Integrally Informed Sex Therapy

Modern marriage is built on three foundations: friendship, love affair, and abilities to resolve conflicts. If any of the three foundations are wounded or faltering, they need loving attention. If your love affair is wounded or faltering, an intentional improving romantic love and eroticism is what it needs, and sex therapy is often the way to get there.
Integrally informed sex therapy is sex therapy enacted from a therapist understanding each partner from the Integral AQAL (all quadrants, levels, lines, states, and types) set of perspectives. Since Integrally informed psychotherapy is a meta-therapy, including all approaches, Integrally informed sex therapy is a meta-sex-therapy that includes all current approaches to helping couples thrive romantically and erotically
In 2004 I took a 70-page monograph on Integrally informed sex therapy to the first Integral psychotherapy conference. I showed it to the Burt Parlee who was conducting the conference, and he was encouraging. The monograph eventually became chapters in my textbook on Integrally Informed Therapy, Waking Up: Psychotherapy as Art, Spirituality, and Science. Since then, my understanding has grown as the field has grown. Most of my ten books available on Amazon and on my website have elements of Integrally informed sex therapy woven into the different areas.
Integrally informed sex therapy blends naturally with other systems. Tom Habid just presented his five relational stages to our Soultank group last month (July of 2024), and I’ve expanded his material to include erotic issues and capacities particularly relevant to each of Tom’s stages.
Tom Habid’s five relational stages and Integrally informed sex therapy.
Tom’s stages all involve couples managing friendship, love affair, and problem solving—better or worse at every stage. What are the signature eroticisms of the five stages?
- Safety and attraction. Hot hormone-amplified romance.
- Roles. Who am I and who are you in our love affair?

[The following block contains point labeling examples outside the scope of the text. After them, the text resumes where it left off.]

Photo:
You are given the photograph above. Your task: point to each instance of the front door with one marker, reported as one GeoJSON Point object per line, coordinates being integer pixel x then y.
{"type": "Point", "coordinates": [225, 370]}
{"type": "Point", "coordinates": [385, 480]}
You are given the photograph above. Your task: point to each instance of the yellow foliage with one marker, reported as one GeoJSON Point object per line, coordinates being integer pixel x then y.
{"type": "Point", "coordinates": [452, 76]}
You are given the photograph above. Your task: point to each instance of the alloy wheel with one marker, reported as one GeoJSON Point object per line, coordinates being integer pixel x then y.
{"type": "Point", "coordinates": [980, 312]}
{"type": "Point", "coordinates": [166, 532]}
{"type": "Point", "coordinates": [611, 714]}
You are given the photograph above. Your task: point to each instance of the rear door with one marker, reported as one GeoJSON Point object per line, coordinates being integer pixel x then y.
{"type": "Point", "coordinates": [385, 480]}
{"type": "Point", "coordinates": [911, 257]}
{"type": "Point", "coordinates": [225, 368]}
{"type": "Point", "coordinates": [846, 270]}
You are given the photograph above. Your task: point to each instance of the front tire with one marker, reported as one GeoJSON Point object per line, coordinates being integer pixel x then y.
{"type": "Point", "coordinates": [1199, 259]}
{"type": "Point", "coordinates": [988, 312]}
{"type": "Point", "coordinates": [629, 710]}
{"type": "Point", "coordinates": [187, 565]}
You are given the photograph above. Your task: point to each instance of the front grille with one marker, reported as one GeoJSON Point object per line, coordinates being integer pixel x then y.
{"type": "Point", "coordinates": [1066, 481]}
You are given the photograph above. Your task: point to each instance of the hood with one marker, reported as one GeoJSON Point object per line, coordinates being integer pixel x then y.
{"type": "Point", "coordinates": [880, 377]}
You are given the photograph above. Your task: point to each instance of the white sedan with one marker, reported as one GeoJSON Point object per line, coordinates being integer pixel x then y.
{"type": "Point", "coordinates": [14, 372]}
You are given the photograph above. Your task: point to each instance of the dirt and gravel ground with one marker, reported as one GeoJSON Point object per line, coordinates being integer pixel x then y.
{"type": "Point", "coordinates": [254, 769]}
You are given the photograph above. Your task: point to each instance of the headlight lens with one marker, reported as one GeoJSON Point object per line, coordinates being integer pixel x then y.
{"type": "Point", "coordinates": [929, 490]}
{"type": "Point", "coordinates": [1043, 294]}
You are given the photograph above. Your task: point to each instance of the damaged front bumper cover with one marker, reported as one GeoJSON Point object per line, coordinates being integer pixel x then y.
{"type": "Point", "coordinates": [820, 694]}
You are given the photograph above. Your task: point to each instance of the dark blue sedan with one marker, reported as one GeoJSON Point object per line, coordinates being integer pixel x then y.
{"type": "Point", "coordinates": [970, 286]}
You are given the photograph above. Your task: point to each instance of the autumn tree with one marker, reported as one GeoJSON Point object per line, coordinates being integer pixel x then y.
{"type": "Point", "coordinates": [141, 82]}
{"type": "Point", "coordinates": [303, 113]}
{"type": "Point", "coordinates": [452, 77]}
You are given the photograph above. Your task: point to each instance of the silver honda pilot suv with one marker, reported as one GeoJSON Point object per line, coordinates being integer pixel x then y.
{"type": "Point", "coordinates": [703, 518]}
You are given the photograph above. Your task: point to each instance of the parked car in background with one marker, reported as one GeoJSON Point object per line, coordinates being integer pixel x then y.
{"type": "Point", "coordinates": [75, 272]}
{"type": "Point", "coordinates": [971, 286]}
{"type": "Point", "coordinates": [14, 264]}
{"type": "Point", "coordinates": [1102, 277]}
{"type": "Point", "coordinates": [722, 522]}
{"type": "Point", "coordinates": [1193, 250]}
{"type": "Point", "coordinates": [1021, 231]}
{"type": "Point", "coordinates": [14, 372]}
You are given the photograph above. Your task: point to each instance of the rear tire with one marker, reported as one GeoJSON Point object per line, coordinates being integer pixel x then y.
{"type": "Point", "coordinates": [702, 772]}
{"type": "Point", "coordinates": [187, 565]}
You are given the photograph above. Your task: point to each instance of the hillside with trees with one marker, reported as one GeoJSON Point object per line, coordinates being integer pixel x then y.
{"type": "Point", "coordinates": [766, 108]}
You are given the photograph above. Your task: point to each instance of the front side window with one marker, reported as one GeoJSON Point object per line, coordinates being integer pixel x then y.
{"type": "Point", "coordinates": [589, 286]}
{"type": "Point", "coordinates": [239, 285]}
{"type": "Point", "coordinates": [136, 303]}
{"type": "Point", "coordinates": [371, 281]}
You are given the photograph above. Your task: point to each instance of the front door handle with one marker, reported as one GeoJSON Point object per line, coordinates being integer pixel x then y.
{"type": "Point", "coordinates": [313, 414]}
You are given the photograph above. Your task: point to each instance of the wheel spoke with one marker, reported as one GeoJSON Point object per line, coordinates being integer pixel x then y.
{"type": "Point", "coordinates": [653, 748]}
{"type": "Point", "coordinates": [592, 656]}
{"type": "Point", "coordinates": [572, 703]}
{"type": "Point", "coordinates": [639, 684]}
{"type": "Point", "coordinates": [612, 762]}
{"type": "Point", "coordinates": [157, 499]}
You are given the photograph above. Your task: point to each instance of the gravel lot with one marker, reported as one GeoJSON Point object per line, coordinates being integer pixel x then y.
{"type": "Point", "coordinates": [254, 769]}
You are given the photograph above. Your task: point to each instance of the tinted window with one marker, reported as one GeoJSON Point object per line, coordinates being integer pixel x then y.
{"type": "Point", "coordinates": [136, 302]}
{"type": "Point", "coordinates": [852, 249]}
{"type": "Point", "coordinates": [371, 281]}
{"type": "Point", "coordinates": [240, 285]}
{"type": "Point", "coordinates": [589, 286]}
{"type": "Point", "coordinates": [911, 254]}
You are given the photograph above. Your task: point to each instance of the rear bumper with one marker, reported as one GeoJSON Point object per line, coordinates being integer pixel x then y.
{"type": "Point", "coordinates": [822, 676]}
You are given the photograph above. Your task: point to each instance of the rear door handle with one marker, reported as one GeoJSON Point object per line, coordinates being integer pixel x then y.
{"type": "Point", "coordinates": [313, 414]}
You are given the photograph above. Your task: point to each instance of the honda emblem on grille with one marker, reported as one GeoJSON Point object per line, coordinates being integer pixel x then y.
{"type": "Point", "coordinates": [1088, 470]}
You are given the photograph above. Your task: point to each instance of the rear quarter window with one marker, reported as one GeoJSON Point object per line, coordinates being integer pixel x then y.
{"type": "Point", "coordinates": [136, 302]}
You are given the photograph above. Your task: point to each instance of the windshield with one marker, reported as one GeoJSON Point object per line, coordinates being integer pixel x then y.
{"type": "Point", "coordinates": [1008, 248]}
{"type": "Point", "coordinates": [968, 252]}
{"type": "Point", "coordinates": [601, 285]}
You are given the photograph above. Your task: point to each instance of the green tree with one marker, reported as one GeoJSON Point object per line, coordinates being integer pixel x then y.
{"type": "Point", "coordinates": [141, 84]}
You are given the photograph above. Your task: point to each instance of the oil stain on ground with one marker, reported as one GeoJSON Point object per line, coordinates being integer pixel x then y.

- Relational. Sex is tangled up in conflict, history, stress, and longing.
- First love. Intentional love affair is maintained where sex is a garden tended with care and humor.
- Spiritual. Sex as celebration, shared joyful love, and spiritual connectedness.
All sex therapy systems fit together in an Integral embrace.
There are wonderful sex therapy systems which have evolved over the last eighty years. The ones I like the best are all practical – they do what it takes to help the couple or individual move forward in psychosexual development and romantic/erotic fulfillment.
Some of my favorite practical systems include:
- Practical romantic. Esther Perel. Modern couples are challenged to reconcile their dual hungers for security and adventure with sacred commitments to each other.
- Practical scientific. Stan Tatkin and John Gottman. Tatkin combines attachment theory with interpersonal neurobiology to help couples restructure their relationships towards more affection, care, and pleasure. John Gottman has studied the characteristics of couples with thriving love affairs and teaches those characteristics to individuals and couples.
- Practical moralistic. Susan Johnson and David Schnarch. Susan Johnson sees secure attachment as a sacred and virtuous center that naturally leads to improving relationships. David Schnarch sees individual autonomy through differentiation as the sine qua non of eroticism and agency.
- Practical practical. Terry Real, Keith Witt. Terry Real confronts individuals and couples with their nature, problems, patterns, and cultural programming, and challenges them to grow. I ask people what they want from eroticism, themselves, and their partners, and then work with them to move in those directions
- Practical spiritual. Tantric teachers, Keith Witt. The sexual tantric traditions offer energetic and physical practices to clarify and intensify erotic energy in a context of the sacred. In my work I source myself in the Other World and fully commit to helping my clients grow throughout each session. I trust the perspectives and techniques that emerge from this intimate intersubjectivity.
Practical Integral cocreates a new sex therapy for every person. An Integrally Informed Sex Therapy embraces all the systems both sequentially and simultaneously. The therapist opens up a channel to the other world and maintains it, letting the structures and images from all previous learning, experience, and energetic connections flow into the healing work. The orientation is consistently moving towards fulfilling love affairs and post-issue relationships (relationships where couples resolve almost all issues quickly and effortlessly).
Where to start? When a couple walks into a therapist’s office with sexual complaints where does the therapist start after exploring history, health, AQAL address, and romantic/sexual experiences and yearnings? A few initial guidelines and orientations are:
- PLISSIT – Therapists offer permission, limited information, specific suggestions, and intensive therapy, often in that order.
- Post-issue compass. Integrally informed sex therapists are always influencing couples to feel like romantic partners, relaxed in the dialectic, serving the world. There are lots of territories that therapists guide clients through—many represented by the above practical systems—but all systems lead towards the promised land of post-issue relating.
- It’s all love making. I tell couples, “It’s all love making. You are either in warm connection or not. As lovers we want to always exist for each other, always organized to please and love each other in healthy ways.”
Learn it and live it.
If you’re a therapist wanting to do Integrally informed sex therapy, make sure you know the territory of fulfilling love affairs and post-issue relationships. Therapists need to know the territory to guide people through the territory. Learn it and live it.